As an alternative approach to cryo-EM, we now include coarse-grained MD simulations of the cotranslational folding of the ADR1a, R16, and I27 domains in WT, uL23 Δloop, and uL24 Δloop ribosomes, Figure 3 and Figure 3—figure supplement 10. Lonset values (see below) are reproduced surprisingly well by these simulations, allowing us to visualize the location on the exit tunnel where these proteins start to fold, as shown in Figure 3—figure supplement 10B.

Overall the manuscript contains some nice experiments and this is an interesting study. The study however, seems to need more substance to support some of its more far reaching statements. For example, the broader implications at the end would be excellent, had the paper have more depth. For me, this study in its current form leaves too many open questions.

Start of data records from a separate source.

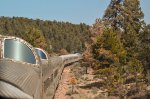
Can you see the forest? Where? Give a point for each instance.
(52, 36)
(120, 49)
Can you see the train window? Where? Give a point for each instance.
(41, 53)
(17, 50)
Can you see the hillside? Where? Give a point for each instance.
(49, 35)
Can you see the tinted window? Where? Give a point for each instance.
(18, 51)
(41, 54)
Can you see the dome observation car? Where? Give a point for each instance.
(20, 72)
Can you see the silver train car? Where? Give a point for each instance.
(27, 72)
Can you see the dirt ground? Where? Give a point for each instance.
(64, 90)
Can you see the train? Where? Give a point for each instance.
(27, 72)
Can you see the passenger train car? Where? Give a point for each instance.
(27, 72)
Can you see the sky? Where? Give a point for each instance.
(73, 11)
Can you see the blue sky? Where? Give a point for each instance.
(74, 11)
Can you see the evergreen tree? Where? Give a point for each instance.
(132, 25)
(113, 14)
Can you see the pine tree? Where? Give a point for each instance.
(132, 25)
(113, 14)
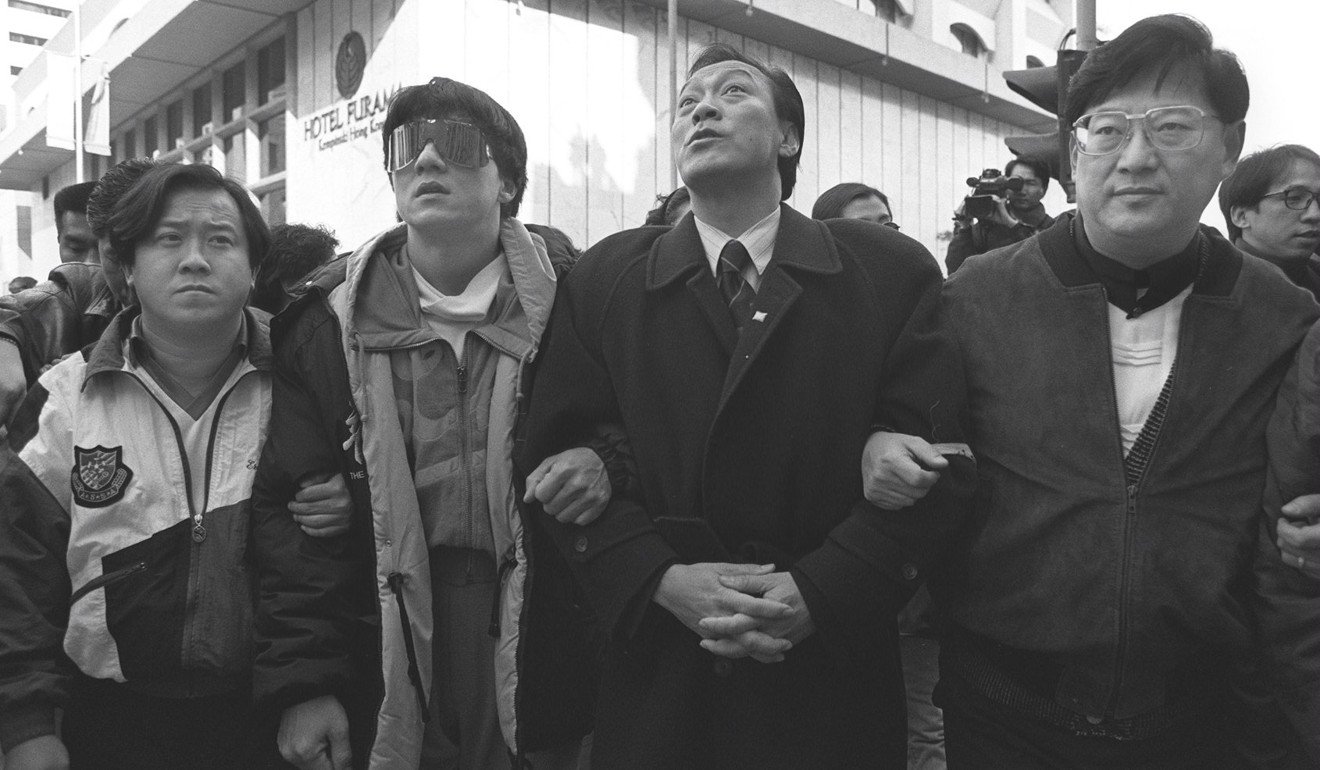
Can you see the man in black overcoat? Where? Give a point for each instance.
(747, 353)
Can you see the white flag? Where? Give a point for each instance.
(98, 112)
(60, 101)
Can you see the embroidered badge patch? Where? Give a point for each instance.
(99, 476)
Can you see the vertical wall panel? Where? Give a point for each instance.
(808, 173)
(929, 173)
(639, 56)
(605, 120)
(871, 135)
(829, 126)
(529, 56)
(569, 78)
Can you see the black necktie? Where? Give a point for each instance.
(739, 293)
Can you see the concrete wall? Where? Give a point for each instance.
(588, 82)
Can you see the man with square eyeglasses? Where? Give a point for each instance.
(1121, 369)
(1271, 208)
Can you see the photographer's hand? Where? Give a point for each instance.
(1002, 215)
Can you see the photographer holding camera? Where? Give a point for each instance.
(1001, 210)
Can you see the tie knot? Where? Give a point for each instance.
(734, 258)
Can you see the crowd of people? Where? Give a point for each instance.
(739, 488)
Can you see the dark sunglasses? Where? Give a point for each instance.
(458, 143)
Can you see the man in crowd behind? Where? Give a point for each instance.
(127, 588)
(75, 304)
(77, 242)
(437, 629)
(1014, 217)
(854, 201)
(1271, 208)
(1098, 601)
(749, 593)
(296, 250)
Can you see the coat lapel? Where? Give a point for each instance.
(677, 254)
(801, 245)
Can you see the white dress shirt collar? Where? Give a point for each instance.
(759, 242)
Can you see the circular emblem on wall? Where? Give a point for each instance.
(349, 64)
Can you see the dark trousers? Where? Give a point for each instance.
(986, 736)
(111, 727)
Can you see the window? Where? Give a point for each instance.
(887, 9)
(235, 157)
(201, 107)
(174, 126)
(149, 145)
(27, 38)
(23, 223)
(969, 40)
(271, 134)
(269, 70)
(38, 8)
(234, 95)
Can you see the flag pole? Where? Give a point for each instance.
(78, 126)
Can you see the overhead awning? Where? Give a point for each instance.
(149, 50)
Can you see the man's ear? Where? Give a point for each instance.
(790, 141)
(1237, 214)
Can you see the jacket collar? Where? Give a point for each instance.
(1216, 279)
(108, 351)
(801, 243)
(386, 312)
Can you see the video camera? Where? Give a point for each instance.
(988, 190)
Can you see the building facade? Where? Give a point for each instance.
(288, 95)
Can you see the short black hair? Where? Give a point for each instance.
(788, 103)
(1160, 44)
(667, 208)
(140, 210)
(71, 198)
(444, 97)
(111, 188)
(1253, 177)
(295, 251)
(832, 201)
(1038, 167)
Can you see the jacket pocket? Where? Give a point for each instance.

Indeed, as do most studies, the study raises new questions that will require substantial work to address; we nevertheless feel that it makes a clear and (hopefully) interesting point. This is why we submitted it as a Short Report.

1) Can the authors comment on the experimental conditions used for translation. Do the mutant ribosomes have the same translational kinetics as for wt? Are any differences likely to influence the force plots?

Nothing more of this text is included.